Result, where the use of the data results in an effect (i.e. impact) on an individual.  In the WP29’s view “It should be noted that it is not necessary that the potential result be a major impact. It is sufficient if the individual may be treated differently from other persons as a result of the processing of such data.”

Applying the results/impact approach advocated by the WP29’s Opinion, and given that the emails were essentially concerned with how to convince the world that Dr Rudd was a fraud, it is hard to avoid the conclusion that the information in the emails – as well as the identities of the persons to whom the emails were sent – would have an effect on Dr Rudd.  He would be treated differently from other persons as a result of the sending of those emails.  If the emails would have an effect on Dr Rudd then – following the approach recommended by the WP29 – the content of the emails, the date on which the emails were sent, and the identities of the persons to whom the emails were sent, were all personal data relating to him.
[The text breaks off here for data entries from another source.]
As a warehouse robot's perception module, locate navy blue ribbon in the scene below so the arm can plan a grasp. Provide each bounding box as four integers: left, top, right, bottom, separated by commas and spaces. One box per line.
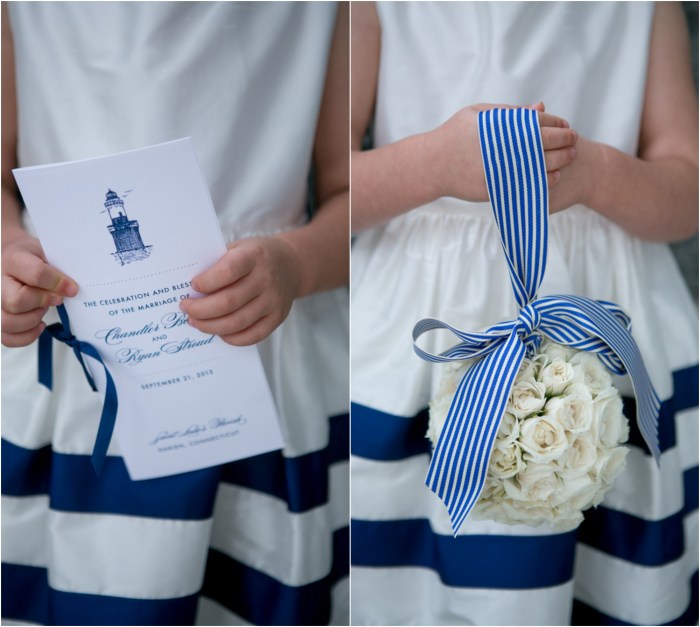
39, 305, 119, 475
413, 109, 661, 534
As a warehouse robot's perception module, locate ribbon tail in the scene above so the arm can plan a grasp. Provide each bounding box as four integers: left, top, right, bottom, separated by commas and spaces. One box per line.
425, 330, 525, 536
80, 342, 119, 475
39, 329, 53, 390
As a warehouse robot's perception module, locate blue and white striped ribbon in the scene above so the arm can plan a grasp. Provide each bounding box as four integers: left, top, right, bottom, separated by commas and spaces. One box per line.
413, 109, 660, 534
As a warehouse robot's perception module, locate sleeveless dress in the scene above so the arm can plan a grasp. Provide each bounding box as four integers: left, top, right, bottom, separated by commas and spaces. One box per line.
351, 2, 698, 625
2, 2, 349, 625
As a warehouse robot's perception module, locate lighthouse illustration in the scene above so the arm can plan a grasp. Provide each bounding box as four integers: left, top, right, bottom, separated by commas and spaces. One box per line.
102, 189, 153, 265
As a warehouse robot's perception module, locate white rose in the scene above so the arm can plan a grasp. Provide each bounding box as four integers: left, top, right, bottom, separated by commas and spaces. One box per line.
544, 383, 593, 434
519, 416, 569, 464
503, 499, 554, 527
593, 388, 630, 448
507, 381, 547, 418
571, 351, 612, 397
425, 393, 454, 448
515, 353, 547, 382
557, 433, 598, 475
552, 510, 583, 533
506, 464, 561, 502
537, 359, 575, 395
540, 342, 579, 363
591, 446, 627, 485
496, 412, 520, 445
489, 441, 525, 479
469, 478, 506, 522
In addition to the WP29 Opinion, the judge had applied Durant and concluded, in relation to the identities of recipients: “It is not information relating to him. It is perfectly easy to understand what is being written about Dr Rudd in the extracts provided, without knowing to whom it is being written.”[3]

But even in Durant, the concepts of the biographical data and focus on the individual were not intended to be determinative tests, they were merely tools to help in the analysis.  In Auld LJ’s words, they were merely “two notions that may be of assistance”.  The key question was summarised as: “In short, it is information that affects his privacy, whether in his personal or family life, business or professional capacity”. It is hard to see how the identities of the recipients of Mr Bridle’s emails were not information that had an impact on Dr Rudd in a personal, business and professional capacity.

In fact, the judge was inconsistent on this point.  He had previous classified as personal data the identities of “those who, within the personal data, are identified as persons to whom allegations of fraud have been made” – see point 4 above (paragraph 116 of his judgement).  He gave following example of a statement which, if it existed in Mr Bridle’s documents, would be personal data: “I have made an accusation to the GMC [a recipient] that Dr Rudd is guilty of fraud”.  This leads to the perverse that result that, if Mr Bridle had kept a list of all the recipients to which he had communicated the allegations of fraud, that list would be personal data in relation to Dr Rudd, but that the email records of those communications – even though they hold exactly the same information – are not personal data in relation to Dr Rudd.  This cannot be right.

One final point remained for the judge. In his responses to Dr Rudd’s SARs, Mr Bridle had anonymised all third-party names, on the basis that it was not “reasonable in all the circumstances to comply with the request without the consent of the other individual” (DPA98, s7.4).  The judge concluded (as per the ICO guidance) that this blanket approach did not comply with DPA98: the assessments had to be made on a case-by-case basis.  There is no reason to believe that this will be any different under the DPA18.

[1] https://www.bailii.org/ew/cases/EWHC/QB/2019/893.html.

[2] Durant v Financial Services Authority [2003] EWCA Civ 1746 [2004] FSR 28.

[3] The judge had reached the same conclusion in relation to the sources of information.